On Wednesday, Sept. 9, volunteers teamed up with Facilities Planning and Management to plant a rain garden to collect runoff from the lot.
Rain gardens are landscaped areas planted with native vegetation to soak up excess rainwater, according to the Wisconsin Department of Natural Resources’ Web site. A rain garden’s purpose is to filter out pollutants from streets, parking lots and lawns, carried by the rainwater runoff, and prevent them from entering streams and lakes.
When the student-run UW-Eau Claire Conservationists Organization proposed the idea of adding a rain garden at the university, Lynn Peterson, assistant director for operations at Facilities Planning and Management, said she knew just where the university needed one.
Peterson said the site for a rain garden was chosen in response to complaints that the area next to the Haas parking lot was not aesthetically pleasing, and that pollutants from the lot, such as gas, oil and salt, drained directly into the local water table.

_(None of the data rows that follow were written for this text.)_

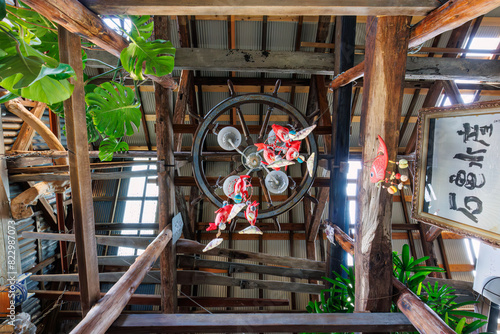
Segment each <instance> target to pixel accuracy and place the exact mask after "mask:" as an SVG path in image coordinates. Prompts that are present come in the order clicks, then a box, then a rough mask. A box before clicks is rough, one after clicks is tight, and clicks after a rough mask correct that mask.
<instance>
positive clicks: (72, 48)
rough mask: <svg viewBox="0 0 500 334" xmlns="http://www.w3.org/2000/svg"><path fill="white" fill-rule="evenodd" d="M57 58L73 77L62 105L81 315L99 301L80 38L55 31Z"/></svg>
mask: <svg viewBox="0 0 500 334" xmlns="http://www.w3.org/2000/svg"><path fill="white" fill-rule="evenodd" d="M59 50H60V58H61V61H62V62H64V63H67V64H69V65H70V66H71V67H72V68H73V69H74V70H75V73H76V77H77V80H75V82H74V85H75V88H74V91H73V95H72V96H71V97H70V98H69V99H68V100H66V101H64V114H65V120H66V138H67V142H68V150H69V151H71V152H73V154H71V155H69V166H70V182H71V198H72V203H73V219H74V225H73V228H74V230H75V244H76V257H77V262H78V270H79V281H80V291H81V292H82V294H81V297H82V298H81V307H82V311H83V314H84V315H85V314H86V313H87V312H88V311H89V310H90V308H91V307H92V305H94V304H95V303H96V302H97V300H99V298H100V295H99V278H98V276H97V275H98V268H97V248H96V241H95V230H94V206H93V202H92V183H91V179H90V168H89V151H88V147H87V128H86V127H85V126H81V124H86V111H85V92H84V89H83V84H84V79H83V69H82V52H81V45H80V37H79V36H76V35H74V34H72V33H70V32H69V31H67V30H66V29H64V28H62V27H60V29H59Z"/></svg>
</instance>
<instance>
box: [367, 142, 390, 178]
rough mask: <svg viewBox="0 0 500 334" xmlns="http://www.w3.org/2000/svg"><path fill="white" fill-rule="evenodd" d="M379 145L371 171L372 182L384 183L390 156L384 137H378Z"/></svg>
mask: <svg viewBox="0 0 500 334" xmlns="http://www.w3.org/2000/svg"><path fill="white" fill-rule="evenodd" d="M378 140H379V144H378V150H377V157H376V158H375V160H373V163H372V167H371V169H370V182H372V183H378V182H381V181H384V179H385V173H386V170H387V165H388V164H389V155H388V153H387V146H386V145H385V142H384V140H383V139H382V137H380V136H378Z"/></svg>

There was also concern of mosquitoes breeding in the area. Considerable amounts of rainwater runoff drained improperly, creating a habitat for the insects, said Crispin Pierce, associate professor of environmental public health and faculty advisor for the Conservationists.
To fix the problem, Peterson designed the garden using more than 60 species of perennial native grass or grass-like plants, specifically choosing specimens that were moisture-loving and had long root systems. Such plants make the soil more permeable, hold moisture well and break down pollutants, she said.
The planting of the garden was “a collaborative effort from a lot of different people,” Peterson said. More than 40 volunteers, comprised of Eau Claire staff and students, as well as community members, planted more than 2,600 specimens to create the garden.
Pierce said he is proud of the garden.
“The garden provides faculty and students, as well as the community, with something nice and sustainable,” Pierce said.